To run DynaBoost with learned models by BayeSmith, run the following commands:

# run DynaBoost with learned models for one benchmark
cd ~/bingo-ci-experiment
./run_single.sh <PROGRAM> --bayesmith
cd ~/dynaboost/eval
./run-single.sh <PROGRAM> --bayesmith
# run DynaBoost with learned models for all benchmarks
cd ~/bingo-ci-experiment
./run_all.sh --bayesmith
cd ~/dynaboost/eval
./run-all.sh --bayesmith

For example, cd ~/bingo-ci-experiment && ./run_single.sh sort --bayesmith; cd ~/dynaboost/eval && ./run-single.sh sort --bayesmith runs DynaBoost with learned model for sort. The result can be found in ~/bingo/sortbayesmith-stats.txt. The number of interactions is #(lines of the result file) - 1. In the case of sort, it takes about an hour. Running all benchmarks takes about 12 hours to finish.

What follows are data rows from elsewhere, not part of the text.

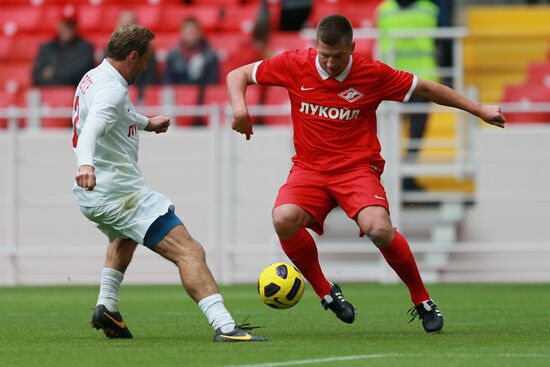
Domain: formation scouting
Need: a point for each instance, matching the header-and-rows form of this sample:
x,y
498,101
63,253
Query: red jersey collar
x,y
343,75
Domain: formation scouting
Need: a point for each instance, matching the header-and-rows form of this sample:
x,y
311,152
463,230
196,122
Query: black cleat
x,y
111,323
432,319
336,302
239,334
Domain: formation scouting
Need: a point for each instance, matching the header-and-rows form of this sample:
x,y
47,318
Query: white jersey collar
x,y
110,69
343,75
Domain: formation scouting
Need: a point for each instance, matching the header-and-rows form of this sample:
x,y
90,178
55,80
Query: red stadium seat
x,y
220,3
360,15
173,15
538,74
239,18
19,19
6,48
283,41
526,93
90,18
56,97
321,9
6,100
186,95
149,16
26,47
15,76
227,43
364,47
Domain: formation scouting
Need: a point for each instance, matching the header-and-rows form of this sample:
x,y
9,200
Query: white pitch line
x,y
310,361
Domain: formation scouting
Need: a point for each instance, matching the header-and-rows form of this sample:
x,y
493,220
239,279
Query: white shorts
x,y
130,217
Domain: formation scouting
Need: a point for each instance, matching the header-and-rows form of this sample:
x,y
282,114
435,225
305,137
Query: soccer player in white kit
x,y
112,193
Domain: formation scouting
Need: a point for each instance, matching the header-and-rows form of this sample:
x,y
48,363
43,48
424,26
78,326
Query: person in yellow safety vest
x,y
416,55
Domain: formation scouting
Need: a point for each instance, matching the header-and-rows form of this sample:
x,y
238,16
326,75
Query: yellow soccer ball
x,y
280,285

The following command generates drake-bayesmith.pdf and dynaboost-bayesmith.pdf, showing the effectiveness of BayeSmith in each application (Figure 5).

cd ~/bayesmith
script/comparison-plot/bar-plot.py

7. Comparing the magnitude of false generalizations (Table 3)

The following command compares the number of observed false generalizations and their average magnitude before and after the learning.

cd ~/bayesmith
script/bnet/fg.sh

It generates bnet-fg.csv as the numbers reported in Table 3.


8. Learning with different training sets (Table 4)

One can run BayeSmith (i.e., train a probabilistic model) with leave-N-out settings by specifying N programs. The set of N programs becomes the test set, and the rest is the training set. In Table 4, BayeSmith_80 uses about 80% of the benchmarks as training data, i.e., N = 2. We repeated ten times per analysis to report the numbers in BayeSmith_80 column. Those combinations tried by us can be found in bayesmith-80-combi.txt. The following command runs BayeSmith with the specified training sets.

cd ~/bayesmith
script/bingo/diff-train.sh bayesmith-80-combi.txt

It takes about 12 hours to finish.

The following command compares the statistics (average and standard deviation) of the number of user interactions between the cases of 90% and 80% of benchmark programs are used as training sets.

cd ~/bayesmith
script/bnet/table-diff-train.py

It generates diff-train.csv, as the numbers reported in Table 4.

Moreover, the following command runs BayeSmith with the variant of the training sets.

bingo/learn -reuse -analysis_type [ interval | taint ] <PROGRAM_1> .. <PROGRAM_N>

For example, bingo/learn -reuse -analysis_type interval sort grep launches a learning task for the interval analysis for sort and grep (i.e., all the other benchmark programs are used for training).

The learned Datalog rule (rule-final.dl file) with the above command will be generated under learn-out/sort-grep. In the case of sort and grep, it takes about 2 hours to finish. In the worst case, it takes about 4 hours to complete.